Greenpeace Publishes Archive of Past Investigations

Last edited by Ian Elwood on May 7, 2008 - 3:50pm

Greenpeace recently launched a website called Greenpeace Investigations that they will be using to archive their source materials from past research projects. The site includes scanned Freedom of Information Act (FOIA) requests, fact sheets, reports and materials contributed by whistleblowers. They are currently scanning all of the Greenpeace magazines between 1980-1990 to add to the archive, which will be a great resource for people researching all types of corporations.

Each item has an HTML text version on its resource page, presumably for better searchability via search engines. They also offer the original PDF, which is great from a journalistic perspective, considering the need for source materials in any type of news writing.
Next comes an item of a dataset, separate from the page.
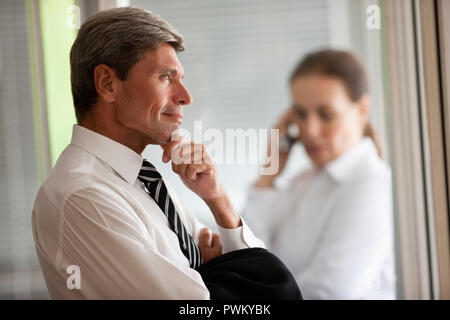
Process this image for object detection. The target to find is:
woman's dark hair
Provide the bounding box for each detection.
[290,49,382,158]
The website is ordered by "collections" so you can look at all of the relevant documents that relate to a specific investigation that Greenpeace has done.

I anticipate that this body of work will expose many more corporate crimes by bolstering existing corporate accountability research, allowing citizen journalists to mine these sources, creating follow up investigations and teasing out more details from the great work that Greenpeace has done, if it delivers on its promise:

"Greenpeace Investigations is a searchable library that contains investigative campaign research conducted by Greenpeace worldwide. It consists of thousands of documents that were obtained through our campaign efforts, FOIA requests, legal proceedings and whistleblowers. We believe that our investigative efforts and campaign documents should be made public as part of our ongoing effort to expose environmental crimes and their perpetrators."